By 2015, every new television will be internet enabled

Duncan Riley

From the sublime to the ridiculous, years of promise in bringing the internet to the television screen is finally starting to deliver. We've covered Sony and Samsung entering the race to deliver internet to the lounge room, now add Panasonic and Phillips to the list.

Panasonic's VieraCast will incorporate content from EuroSport, Bloomberg, Google's Picassa and YouTube, with more in the pipeline with the first sets to go on sale in the northern spring 2009. Phillips' Net TV service will also be built into sets going on sale in 2009.

In terms of marketshare, the only company missing from the list is the US number three player LG. Although they have yet to demonstrate an internet enabled television, LG is the company that brought the world the internet refrigerator, and currently supports internet access in their Blu-ray players, allowing users to stream or download content from Netflix. It's not a matter of if LG will join the party, it's only a question of when.

2009 will be the year of internet television. All major players will offer internet connectivity in some form or another across parts of their product range.

But availability doesn't deliver ubiquity.

Television sales are interesting in the context of the US downturn, actually rising as the economy slowed. Two factors today are driving sales: the affordability and desirability of large screen televisions, and the impeding switch to digital television. Both apply nearly equally across Western countries. We want our big screens, and word of mouth and clever marketing is driving demand for HD. Where as a television may have remained in the family for 20 years in the past, we willingly update our television sets every 5 years or so now to keep up with the Jones'.

The economics of replacement exist, if you don't have a big screen now you may have budgeted it as a future purchase. If you have a big screen now, you may be wondering whether it's big enough, a question I've already asked myself about our 18 month old 40" Sony Bravia. I know I'm not about to go out and replace my set, but as prices continue to fall and screens get bigger, it's conceivable that in the next 2-3 years, I'll be upgrading again.

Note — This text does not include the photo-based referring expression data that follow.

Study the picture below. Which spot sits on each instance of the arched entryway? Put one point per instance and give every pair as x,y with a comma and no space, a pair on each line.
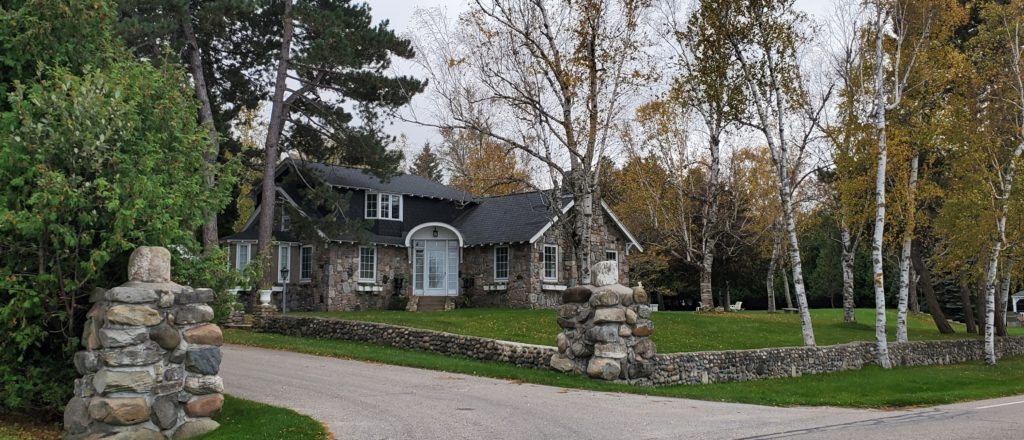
434,254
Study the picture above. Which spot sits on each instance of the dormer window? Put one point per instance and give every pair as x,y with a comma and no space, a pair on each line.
383,206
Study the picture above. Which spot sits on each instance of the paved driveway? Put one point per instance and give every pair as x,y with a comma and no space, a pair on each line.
359,400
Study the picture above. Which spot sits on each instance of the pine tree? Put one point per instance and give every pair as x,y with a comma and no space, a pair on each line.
427,165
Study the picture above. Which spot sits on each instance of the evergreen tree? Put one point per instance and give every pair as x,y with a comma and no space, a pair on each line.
331,59
100,154
427,165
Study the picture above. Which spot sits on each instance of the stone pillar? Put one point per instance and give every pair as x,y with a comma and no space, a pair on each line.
151,359
605,328
261,313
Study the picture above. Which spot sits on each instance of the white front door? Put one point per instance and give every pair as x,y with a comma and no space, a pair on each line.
435,268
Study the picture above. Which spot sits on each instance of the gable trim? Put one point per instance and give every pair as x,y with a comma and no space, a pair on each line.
544,229
621,225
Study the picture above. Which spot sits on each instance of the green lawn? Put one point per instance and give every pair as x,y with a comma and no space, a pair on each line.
243,419
674,332
870,387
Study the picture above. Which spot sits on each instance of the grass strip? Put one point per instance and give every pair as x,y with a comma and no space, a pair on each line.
867,388
243,419
675,332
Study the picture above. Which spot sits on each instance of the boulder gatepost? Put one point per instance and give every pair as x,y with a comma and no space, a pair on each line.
151,359
605,328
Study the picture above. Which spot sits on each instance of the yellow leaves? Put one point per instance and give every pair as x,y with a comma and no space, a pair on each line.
453,62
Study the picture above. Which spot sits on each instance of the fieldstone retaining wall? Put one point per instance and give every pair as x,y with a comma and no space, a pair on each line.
534,356
672,368
151,359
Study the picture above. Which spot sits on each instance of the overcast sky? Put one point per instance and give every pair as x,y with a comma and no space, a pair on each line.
400,12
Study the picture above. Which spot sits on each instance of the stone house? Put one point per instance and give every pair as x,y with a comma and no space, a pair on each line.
425,246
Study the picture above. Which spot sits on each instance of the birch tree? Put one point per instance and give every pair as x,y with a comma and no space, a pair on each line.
765,37
707,86
551,79
999,64
906,26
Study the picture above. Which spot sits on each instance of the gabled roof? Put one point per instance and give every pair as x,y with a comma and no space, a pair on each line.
514,218
406,184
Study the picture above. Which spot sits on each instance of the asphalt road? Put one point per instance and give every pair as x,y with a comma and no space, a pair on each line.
359,400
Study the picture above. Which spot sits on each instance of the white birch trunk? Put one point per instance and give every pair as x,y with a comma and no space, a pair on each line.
770,278
707,296
904,261
847,261
880,201
993,262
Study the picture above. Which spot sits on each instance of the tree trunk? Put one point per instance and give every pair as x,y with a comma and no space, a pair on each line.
798,274
847,260
990,281
914,300
710,220
968,310
904,262
583,225
1006,186
707,297
210,233
770,279
926,284
278,116
785,284
979,307
1000,303
727,306
880,201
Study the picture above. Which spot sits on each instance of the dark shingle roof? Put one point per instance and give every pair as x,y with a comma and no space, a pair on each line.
513,218
407,184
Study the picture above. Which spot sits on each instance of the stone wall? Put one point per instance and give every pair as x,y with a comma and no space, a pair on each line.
672,368
702,367
151,359
534,356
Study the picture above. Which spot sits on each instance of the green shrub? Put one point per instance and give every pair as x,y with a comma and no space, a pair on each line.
98,154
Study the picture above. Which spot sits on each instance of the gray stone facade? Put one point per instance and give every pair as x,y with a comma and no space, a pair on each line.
334,282
151,359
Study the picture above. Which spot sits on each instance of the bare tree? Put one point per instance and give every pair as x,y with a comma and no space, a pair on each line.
549,78
765,37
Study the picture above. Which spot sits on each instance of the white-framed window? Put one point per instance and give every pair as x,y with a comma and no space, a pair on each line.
305,263
383,206
284,261
550,262
368,264
286,221
371,206
501,263
242,255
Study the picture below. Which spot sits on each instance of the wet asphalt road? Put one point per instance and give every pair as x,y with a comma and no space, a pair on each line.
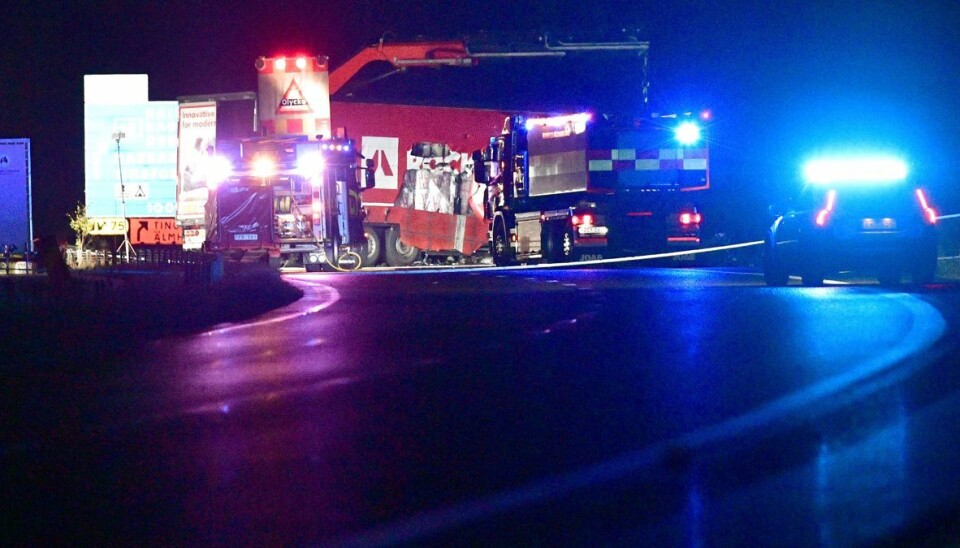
632,406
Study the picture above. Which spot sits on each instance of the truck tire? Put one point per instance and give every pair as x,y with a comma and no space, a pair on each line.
374,248
500,246
924,268
774,272
568,252
550,243
398,253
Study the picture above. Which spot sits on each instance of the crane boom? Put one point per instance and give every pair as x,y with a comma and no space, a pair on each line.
458,53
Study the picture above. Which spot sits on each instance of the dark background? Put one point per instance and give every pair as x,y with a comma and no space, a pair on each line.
784,80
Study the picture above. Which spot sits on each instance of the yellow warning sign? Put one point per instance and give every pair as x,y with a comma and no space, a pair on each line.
293,101
155,232
107,226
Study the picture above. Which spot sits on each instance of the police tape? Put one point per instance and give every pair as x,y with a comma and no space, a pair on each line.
636,258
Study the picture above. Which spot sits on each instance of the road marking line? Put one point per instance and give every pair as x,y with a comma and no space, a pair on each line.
333,297
927,327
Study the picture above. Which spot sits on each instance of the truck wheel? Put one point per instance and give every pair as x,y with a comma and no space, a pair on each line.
397,252
774,272
500,246
551,244
374,246
567,250
924,268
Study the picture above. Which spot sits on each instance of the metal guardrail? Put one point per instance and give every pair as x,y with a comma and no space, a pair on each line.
195,266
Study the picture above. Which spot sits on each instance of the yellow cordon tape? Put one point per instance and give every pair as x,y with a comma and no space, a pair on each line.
636,258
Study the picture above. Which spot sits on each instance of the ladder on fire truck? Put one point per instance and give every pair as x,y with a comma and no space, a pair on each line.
403,55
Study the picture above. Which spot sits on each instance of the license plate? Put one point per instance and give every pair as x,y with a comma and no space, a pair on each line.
886,223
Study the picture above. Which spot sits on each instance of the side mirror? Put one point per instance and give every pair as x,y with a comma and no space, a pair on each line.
479,168
369,175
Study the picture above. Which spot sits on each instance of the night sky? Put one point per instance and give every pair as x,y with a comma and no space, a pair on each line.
782,79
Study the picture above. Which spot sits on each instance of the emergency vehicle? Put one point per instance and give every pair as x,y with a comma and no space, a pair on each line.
575,187
289,199
860,213
427,203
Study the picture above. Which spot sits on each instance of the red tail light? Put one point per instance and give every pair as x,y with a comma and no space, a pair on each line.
582,220
929,214
824,213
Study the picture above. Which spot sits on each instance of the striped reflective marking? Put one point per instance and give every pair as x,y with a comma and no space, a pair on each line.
628,159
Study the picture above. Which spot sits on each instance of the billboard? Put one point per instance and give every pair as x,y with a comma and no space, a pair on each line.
130,148
143,162
198,133
16,220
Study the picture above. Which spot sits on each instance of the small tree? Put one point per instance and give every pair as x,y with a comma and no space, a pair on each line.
80,224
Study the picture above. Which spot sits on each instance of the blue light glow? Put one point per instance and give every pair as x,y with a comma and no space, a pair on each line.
855,170
688,133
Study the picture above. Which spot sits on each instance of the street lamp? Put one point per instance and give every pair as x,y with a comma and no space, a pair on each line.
125,246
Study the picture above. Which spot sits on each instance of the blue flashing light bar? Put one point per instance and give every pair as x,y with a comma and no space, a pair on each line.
687,133
857,170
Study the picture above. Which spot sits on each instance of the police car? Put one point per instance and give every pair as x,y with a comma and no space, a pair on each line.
856,213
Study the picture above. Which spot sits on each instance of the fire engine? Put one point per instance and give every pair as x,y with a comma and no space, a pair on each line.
427,203
573,187
289,198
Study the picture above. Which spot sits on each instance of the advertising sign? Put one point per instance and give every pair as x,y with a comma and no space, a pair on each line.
198,135
133,147
107,226
16,222
155,232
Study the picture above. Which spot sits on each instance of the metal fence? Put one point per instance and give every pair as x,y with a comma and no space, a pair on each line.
195,266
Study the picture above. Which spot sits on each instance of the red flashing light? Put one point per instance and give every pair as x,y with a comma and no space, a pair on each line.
929,214
585,220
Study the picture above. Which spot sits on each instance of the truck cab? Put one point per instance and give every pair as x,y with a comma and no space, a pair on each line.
291,200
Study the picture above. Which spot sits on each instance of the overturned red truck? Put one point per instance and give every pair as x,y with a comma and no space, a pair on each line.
425,201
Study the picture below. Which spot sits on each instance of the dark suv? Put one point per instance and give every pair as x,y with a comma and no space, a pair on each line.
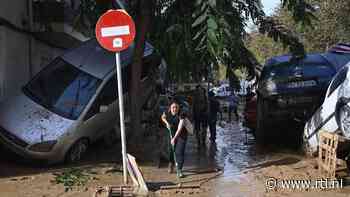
290,90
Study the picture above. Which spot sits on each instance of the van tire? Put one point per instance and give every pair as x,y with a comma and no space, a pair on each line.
77,151
261,125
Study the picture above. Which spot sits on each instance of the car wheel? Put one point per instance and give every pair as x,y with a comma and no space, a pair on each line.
261,125
344,120
76,152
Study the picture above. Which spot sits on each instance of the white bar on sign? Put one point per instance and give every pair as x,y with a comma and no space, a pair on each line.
115,31
117,42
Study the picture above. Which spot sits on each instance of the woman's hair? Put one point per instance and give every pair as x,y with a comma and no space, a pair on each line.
174,102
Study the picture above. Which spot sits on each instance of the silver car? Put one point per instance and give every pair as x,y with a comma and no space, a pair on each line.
59,112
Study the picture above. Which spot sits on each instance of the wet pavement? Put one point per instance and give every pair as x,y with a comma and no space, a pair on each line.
227,159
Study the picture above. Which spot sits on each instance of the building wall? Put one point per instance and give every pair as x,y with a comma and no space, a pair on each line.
17,62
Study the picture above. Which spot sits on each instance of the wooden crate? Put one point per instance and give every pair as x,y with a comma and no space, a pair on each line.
328,163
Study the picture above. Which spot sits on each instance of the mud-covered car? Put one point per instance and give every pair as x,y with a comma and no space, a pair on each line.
291,90
71,103
333,115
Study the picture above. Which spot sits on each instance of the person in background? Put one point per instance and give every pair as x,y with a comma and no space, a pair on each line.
199,114
173,120
214,109
232,108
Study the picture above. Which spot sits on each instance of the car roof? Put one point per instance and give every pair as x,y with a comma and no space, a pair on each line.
309,58
95,60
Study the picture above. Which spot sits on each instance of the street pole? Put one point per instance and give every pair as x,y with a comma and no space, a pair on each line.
121,115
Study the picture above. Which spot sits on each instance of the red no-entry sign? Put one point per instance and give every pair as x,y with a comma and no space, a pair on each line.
115,30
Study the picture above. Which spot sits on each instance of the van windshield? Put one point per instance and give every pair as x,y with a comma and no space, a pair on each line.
62,89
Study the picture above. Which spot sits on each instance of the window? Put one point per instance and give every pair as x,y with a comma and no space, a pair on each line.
107,96
62,89
339,79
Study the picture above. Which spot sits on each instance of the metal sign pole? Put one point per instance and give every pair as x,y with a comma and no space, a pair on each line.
121,114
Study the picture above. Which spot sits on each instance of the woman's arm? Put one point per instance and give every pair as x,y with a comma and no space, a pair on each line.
163,117
178,131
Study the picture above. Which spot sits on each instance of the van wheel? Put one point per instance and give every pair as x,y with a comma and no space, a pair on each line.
111,137
344,120
261,127
76,152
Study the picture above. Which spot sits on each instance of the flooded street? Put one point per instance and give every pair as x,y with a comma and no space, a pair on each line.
229,167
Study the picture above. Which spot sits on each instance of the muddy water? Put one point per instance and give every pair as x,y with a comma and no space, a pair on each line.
235,151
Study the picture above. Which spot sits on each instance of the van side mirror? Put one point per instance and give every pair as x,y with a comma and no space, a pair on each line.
103,108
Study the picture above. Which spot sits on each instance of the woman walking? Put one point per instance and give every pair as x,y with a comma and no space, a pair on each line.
173,120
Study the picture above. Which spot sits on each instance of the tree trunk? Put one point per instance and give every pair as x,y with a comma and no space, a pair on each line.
144,14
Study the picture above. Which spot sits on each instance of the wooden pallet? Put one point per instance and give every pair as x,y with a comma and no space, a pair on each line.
115,191
328,163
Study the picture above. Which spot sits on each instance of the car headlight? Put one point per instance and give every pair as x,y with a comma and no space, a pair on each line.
282,102
270,86
43,146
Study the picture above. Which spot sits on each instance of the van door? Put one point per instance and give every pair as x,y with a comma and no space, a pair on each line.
97,123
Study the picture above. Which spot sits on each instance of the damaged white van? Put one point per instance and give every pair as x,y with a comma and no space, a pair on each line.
57,114
333,116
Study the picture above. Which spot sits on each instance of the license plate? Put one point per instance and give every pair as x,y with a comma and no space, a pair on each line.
297,100
300,84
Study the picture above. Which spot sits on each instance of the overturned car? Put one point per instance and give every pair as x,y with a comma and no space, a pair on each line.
332,116
72,102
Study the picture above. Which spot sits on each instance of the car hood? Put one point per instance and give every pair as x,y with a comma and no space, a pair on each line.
30,121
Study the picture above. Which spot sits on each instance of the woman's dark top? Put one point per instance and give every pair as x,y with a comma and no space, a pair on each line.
174,120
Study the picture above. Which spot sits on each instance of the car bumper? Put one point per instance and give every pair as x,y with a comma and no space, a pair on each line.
46,157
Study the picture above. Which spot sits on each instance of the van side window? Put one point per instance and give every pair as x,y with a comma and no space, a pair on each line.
339,79
149,64
107,95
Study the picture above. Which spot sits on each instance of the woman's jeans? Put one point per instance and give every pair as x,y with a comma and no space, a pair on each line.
180,146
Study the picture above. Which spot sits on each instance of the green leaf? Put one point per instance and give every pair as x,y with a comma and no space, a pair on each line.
212,3
200,19
199,33
175,27
212,36
212,24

But what defines one set to another? Sony, Panasonic, Phillips and Samsung believe that internet access will be a selling point in driving future sales. Some will offer a more open platforms than others, and users will be given a variety of choices. If considering the same sized television, with the same screen resolution, inputs, at the same price, and one has internet access, it's pretty obvious which one consumer will choose. The differentiation will then drive supply, as those not offering internet enabled televisions will scramble to match the competition. Features will improve, the range will expand, until ultimately we get to the point where every new television offered for sale will become internet enabled.

2015 will be 6 years after internet television hits the big time. Even if we take a television replacement cycle out to 6-8 years, enough people will be in the market to drive the adaption forward so that internet functionality won't be a driver, it will become just another standard feature as technology such as OLED become the new focal points. Every television set will offer internet connectivity, as those that didn't offer access have ceased selling, or been upgraded to keep up. In 2015, the idea that your new television set isn't internet enabled will be foreign to general populous.

So long broadcast television

When I wrote about the death of broadcast television, I mentioned the rise of the internet enabled television as the driver of the nail into traditional televisions nail. What I didn't know then was how quickly this change would come around, and even months ago I couldn't have predicted that in 2009 internet enabled televisions would be everywhere. I'm still putting the death at 10 to 20 years, but what we are seeing now can only hasten the downfall of broadcast television. Take it as a given that by 2014 the majority of people will have an internet enabled television, and that by the end of the decade all bar a small few will have digital delivery of content in their lounge rooms. We can look no further than the content deals already being cut with this first generation of internet televisions that cable channels in particular are scrambling to offer their content on demand digitally, and smart television companies will follow, because they will realize that to reach their audience, digital content delivery will win out over broadcast television when everyone has access via their remote control.